The Drip, Drip of Easing Tortures China Stock Bulls

Beijing is getting good at calibration, and that means a tough road ahead for those trying to anticipate the government’s next move.

In water torture, liquid is dripped slowly on to the head of an immobilized victim. Investors waiting for a predicted rally in the nation’s stocks may know the feeling. The anticipated policy easing that was largely the basis for a resurgence of optimism late last year is indeed arriving — but in an erratic trickle that seems never quite enough to lift Chinese equities into a sustained upturn.

So far in 2022, China has cut interest rates for the first time in two years, reported record lending for January, prodded banks several times to increase credit, used state-owned funds to support the stock market and, on Tuesday, pumped cash into the system via the central bank’s medium-term lending facility. After all that, the benchmark CSI 300 Index is down 6.5% and the Shanghai Composite has lost 4.8% for the year as of Wednesday’s close (Chinese stocks traded in Hong Kong have done better, with the Hang Seng China Enterprises Index rising 5.4%).

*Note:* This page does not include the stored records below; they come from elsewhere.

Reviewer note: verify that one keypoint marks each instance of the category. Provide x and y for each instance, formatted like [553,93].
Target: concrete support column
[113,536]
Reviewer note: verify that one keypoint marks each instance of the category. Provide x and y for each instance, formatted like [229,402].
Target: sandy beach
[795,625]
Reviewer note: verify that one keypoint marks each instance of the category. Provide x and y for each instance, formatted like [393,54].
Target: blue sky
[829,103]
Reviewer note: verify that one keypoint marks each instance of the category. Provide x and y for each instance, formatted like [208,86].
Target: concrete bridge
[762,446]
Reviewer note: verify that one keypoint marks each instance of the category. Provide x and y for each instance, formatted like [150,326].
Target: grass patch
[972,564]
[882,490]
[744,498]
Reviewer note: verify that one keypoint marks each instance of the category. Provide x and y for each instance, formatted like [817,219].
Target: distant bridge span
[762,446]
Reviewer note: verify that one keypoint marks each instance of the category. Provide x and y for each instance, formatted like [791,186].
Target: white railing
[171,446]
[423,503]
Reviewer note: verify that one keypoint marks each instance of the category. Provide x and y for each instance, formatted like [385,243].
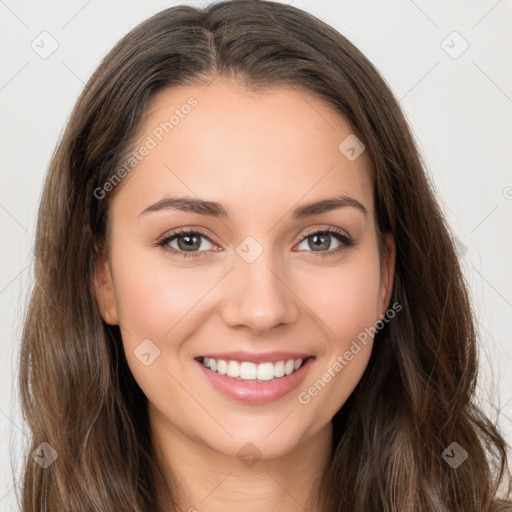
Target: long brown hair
[416,396]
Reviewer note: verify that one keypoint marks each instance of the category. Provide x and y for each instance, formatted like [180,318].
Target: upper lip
[254,357]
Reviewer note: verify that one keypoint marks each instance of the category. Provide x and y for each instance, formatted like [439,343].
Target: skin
[260,155]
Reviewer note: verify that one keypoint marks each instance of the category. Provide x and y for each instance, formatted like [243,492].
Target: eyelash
[340,235]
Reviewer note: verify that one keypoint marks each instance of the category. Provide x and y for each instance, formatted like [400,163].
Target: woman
[246,294]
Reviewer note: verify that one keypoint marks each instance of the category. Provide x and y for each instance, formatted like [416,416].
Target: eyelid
[342,236]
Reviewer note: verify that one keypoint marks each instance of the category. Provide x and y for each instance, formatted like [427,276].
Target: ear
[105,292]
[387,269]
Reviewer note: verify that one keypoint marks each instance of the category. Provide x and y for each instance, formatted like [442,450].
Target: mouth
[254,383]
[253,372]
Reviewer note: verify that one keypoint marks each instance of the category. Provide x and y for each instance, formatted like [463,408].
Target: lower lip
[254,392]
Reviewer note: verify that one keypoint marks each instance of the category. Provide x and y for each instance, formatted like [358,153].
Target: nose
[259,296]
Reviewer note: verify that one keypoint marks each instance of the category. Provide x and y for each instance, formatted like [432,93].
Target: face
[258,280]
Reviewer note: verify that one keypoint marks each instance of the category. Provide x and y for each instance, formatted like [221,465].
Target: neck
[208,481]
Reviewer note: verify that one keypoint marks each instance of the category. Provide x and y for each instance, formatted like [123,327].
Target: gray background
[459,107]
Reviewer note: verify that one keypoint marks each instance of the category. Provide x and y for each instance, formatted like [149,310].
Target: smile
[253,372]
[254,383]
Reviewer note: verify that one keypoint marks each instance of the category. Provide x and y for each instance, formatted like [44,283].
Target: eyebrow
[215,209]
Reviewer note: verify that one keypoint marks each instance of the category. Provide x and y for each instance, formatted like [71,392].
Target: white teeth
[248,371]
[251,371]
[222,366]
[265,371]
[279,369]
[233,369]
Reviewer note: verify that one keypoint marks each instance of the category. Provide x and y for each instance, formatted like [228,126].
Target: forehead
[224,142]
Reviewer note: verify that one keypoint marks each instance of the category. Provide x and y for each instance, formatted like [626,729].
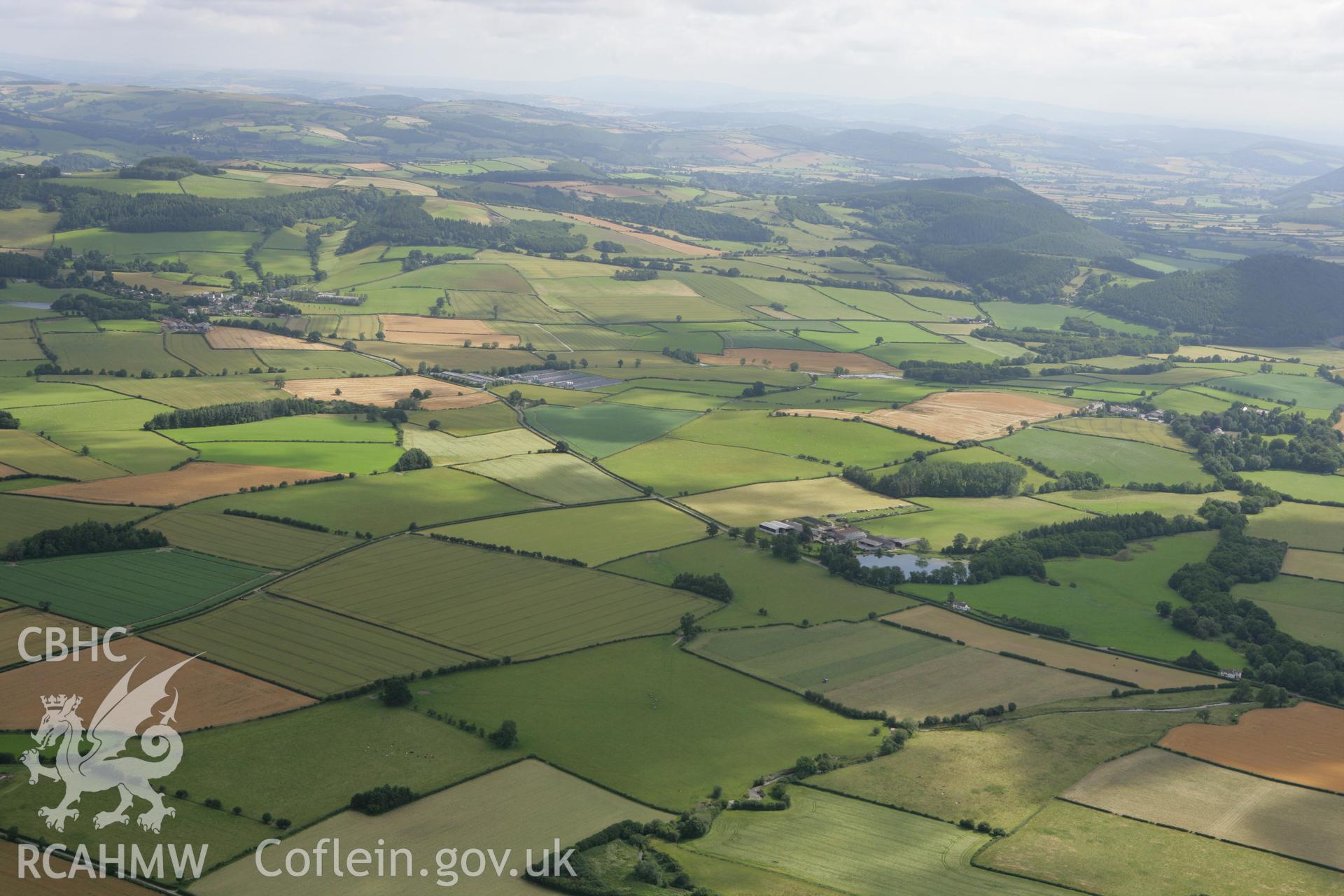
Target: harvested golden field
[951,416]
[650,238]
[191,482]
[1159,786]
[1300,745]
[808,362]
[1062,656]
[384,391]
[241,337]
[211,695]
[442,331]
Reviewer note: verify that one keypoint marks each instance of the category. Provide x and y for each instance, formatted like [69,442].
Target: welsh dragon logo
[105,764]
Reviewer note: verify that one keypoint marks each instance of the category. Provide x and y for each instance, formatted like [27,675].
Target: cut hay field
[676,466]
[384,391]
[834,441]
[1307,609]
[554,477]
[1113,602]
[489,603]
[1119,463]
[594,535]
[601,430]
[211,695]
[1097,852]
[127,587]
[190,482]
[1159,786]
[422,752]
[787,592]
[1121,428]
[304,648]
[1298,745]
[386,503]
[878,666]
[260,542]
[22,516]
[31,453]
[448,449]
[974,517]
[858,848]
[522,808]
[951,416]
[1060,656]
[752,504]
[1301,526]
[1007,771]
[657,731]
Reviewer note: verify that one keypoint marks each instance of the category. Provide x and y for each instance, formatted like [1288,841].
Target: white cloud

The question for investors is whether this plethora of micro-steps is building to a critical mass that will finally trigger a takeoff — and how long stock bulls can keep the faith and hang on for that moment. Societe Generale SA, Goldman Sachs Group Inc. and UBS Group AG are among banks and fund managers that turned overweight on China’s stocks in the past few months. It’s mid-February, and even after the modest gains spurred by Tuesday’s liquidity injection, the main onshore indexes are still solidly in the red.

Some analysts may be wavering. “The best advice for investors at this point is to stay out of Chinese equities unless and until the government delivers stronger policy support,” Gavekal Research Ltd.’s Thomas Gatley wrote in a note Monday. Gatley’s decision rule suggests buying Chinese equities when private-sector credit growth is accelerating on a three-month moving average basis, an indicator that turned green in January. The trouble is that this buy signal is far weaker than in previous easing cycles, he noted.

This points to the difficulty for those trying to divine the future direction of China’s stock market: Beijing is getting good at calibration. There was a time not so long ago when the instruments were much blunter. Easing meant up, tightening meant down. With an army of retail traders primed to respond to the signals from above, that led to a couple of crazy bubbles followed by painful collapses. The Shanghai Composite is still about a third below its 2015 high and stands at not much more than half its all-time peak during the 2007 bull market, almost 15 years ago.

No More Bubbles?

China’s policy makers have become more nuanced in their approach

The failure of stocks to respond this time is a reminder that we are in a more complicated, and nuanced world. Chinese authorities have made clear that stability is the byword for this year. It’s easy to see why. Economic growth has slowed significantly since the go-go days of the last two major bull markets, and the government is pursuing a tricky transition away from dependence on debt-financed real estate. Meanwhile, we’re two years into a global pandemic and the highly transmissible omicron strain presents a threat to China’s Covid-zero approach. Elsewhere, U.S. inflation has surged to a four-decade high. Excessive easing when the Federal Reserve is primed to tighten could encourage financial volatility. And the last thing China needs in these circumstances is to inflate another bubble.

If Vanke Is Worried…

The Shenzhen-based company is among the bigger, financially stronger and more prudent Chinese developers

Events could yet force the government’s hand, for example if distress in the real estate sector deepens or pandemic restrictions further undermine growth. How’s the property market looking? Not great, if you take the China Vanke Co. chairman’s word for it. “We are on our last legs,” Yu Liang was cited as saying in an internal document reported by the South China Morning Post and other local media this week. The company was in a “life or death” battle, Yu said, though “You will win, if you dare to fight.” When the head of one of the largest and financially strongest developers in China starts talking like Henry V before Agincourt, that’s not an encouraging sign — even if (like Henry) he is confident of ultimate victory.

For now, though, expect policy makers to stick to a gradated and unpredictable approach that puts a floor under the economy without causing animal spirits to run wild. Tuesday’s liquidity injection disappointed some analysts who had forecast that the central bank would cut rates again at the same time. Water torture, we should note, works by causing anxiety in subjects who try to anticipate the irregular pattern of drops. Stock bulls may need plenty of mental fortitude in the coming months.